The expansion of artery lumen by 50% in relation to the adjacent part of the vessel presents an aneurysm.[5] When infrarenal dilatation of the aorta is in question, it is an AAA. Such change is in most cases without symptoms, until the aneurysm progresses to rupture. The greatest risk for the occurrence of aneurysm occurs in men at the beginning of geriatric age (65 years); the ratio male to female is approximately 10:3. Thoracic aortic aneurysm exhibits no gender difference and it is more prevalent in younger individuals.[6]
Because there are no effective medical therapies, current clinical intervention for large aneurysm includes two options: Endovascular repair (EVAR) and open surgical repair. EVAR is used for both elective repair and at a ruptured case; a bifurcated or tubular stent-graft over the AAA excludes the aneurysm from arterial circulation. This procedure is superior to open surgical repair. Type II endoleak, with an occurrence rate of 20-30%, is the most common complication after EVAR.[7] Elective EVAR results in lower perioperative mortality than traditional open repair, but after 4 years the EVAR survival advantage is not seen; the results of two European trials have also shown worse long-term outcomes with EVAR than with open repair.[8]

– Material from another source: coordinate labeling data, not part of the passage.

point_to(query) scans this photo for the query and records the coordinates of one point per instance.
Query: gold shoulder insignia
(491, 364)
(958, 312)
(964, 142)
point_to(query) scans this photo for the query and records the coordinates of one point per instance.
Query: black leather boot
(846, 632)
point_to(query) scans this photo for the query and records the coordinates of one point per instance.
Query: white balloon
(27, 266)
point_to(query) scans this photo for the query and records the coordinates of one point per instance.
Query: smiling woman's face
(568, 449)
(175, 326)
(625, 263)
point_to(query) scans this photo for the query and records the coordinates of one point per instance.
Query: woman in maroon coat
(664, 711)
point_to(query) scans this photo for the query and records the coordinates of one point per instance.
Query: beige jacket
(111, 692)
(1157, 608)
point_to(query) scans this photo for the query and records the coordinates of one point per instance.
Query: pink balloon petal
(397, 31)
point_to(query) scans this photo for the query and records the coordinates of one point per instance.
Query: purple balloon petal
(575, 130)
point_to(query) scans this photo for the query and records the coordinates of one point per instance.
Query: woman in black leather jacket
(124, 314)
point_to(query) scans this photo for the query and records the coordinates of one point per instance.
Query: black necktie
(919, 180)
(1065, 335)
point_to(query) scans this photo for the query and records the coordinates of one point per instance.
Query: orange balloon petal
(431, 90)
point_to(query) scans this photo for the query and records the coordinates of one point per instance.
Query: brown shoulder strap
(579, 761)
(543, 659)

A time for the repair has been recommended when the infrarenal aorta diameter becomes larger than 5.5 cm in men and 5.0 cm in women, due to high incidence of ruptures in non-operated aneurysms.[9] This opinion is based on the data obtained 2002 which show a 9% risk of rupture for aneurysms of 5.5-5.9 cm in diameter within 1 year, compared with 19% for those measuring 6.0-7.0 cm, and 33% for > 7.0 cm in diameter. However, recent studies have questioned this because the incidence of rupture in patients with an AAA <7.0 cm diameter was < 5% per 1 year.[10] This finding gives enough time to many patients for improvement of the pre-existing medical conditions before surgical intervention. With AAA diameter above 7.0 cm, a patient faces much higher risk of rupture. The U.S. Preventive Services Task Force recommends that men with a history of smoking who are 65 to 75 years of age should undergo one-time abdominal aortic aneurysm screening with ultrasonography.
Proper control of hypertension, tobacco smoking, diabetes, and blood lipids may partially slow down AAA growth. However, ACE inhibitors should not be used for blood pressure control in such patients. It is better to use one of the ARB (e.g. losartan, irbesartan, valsartan), because ACE also acts as a kininase. In fact, ACE and kininase II (Figure 1) are the same enzyme.[11,12] Therefore, administration of an ACE inhibitor has a dual action, it decreases angiotensin II and increases bradykinin levels. The latter peptide may stimulate aneurysm’s expansion.
The loss of vascular smooth muscle cells and degradation of the extracellular matrix leads to formation of AAA. New experimental approaches for medical treatment are promising; mouse aneurysm models are frequently used-such as angiotensin II induced abdominal aortic aneurysm in male apolipoprotein E knockout mice (Apoe-/-).[13,14] Pentamethyl quercetin, which inhibits angiotensin II-induced abdominal aortic aneurysm formation by binding to C/EBPβ at Lys253, and reduces the incidence of AAA rupture in mice.[15] Asiatic acid, a triterpene compound, has also been investigated due to its strong anti-inflammatory property. This compound induces aortic remodeling and is useful against blood vessel dissection in the murine model.[16]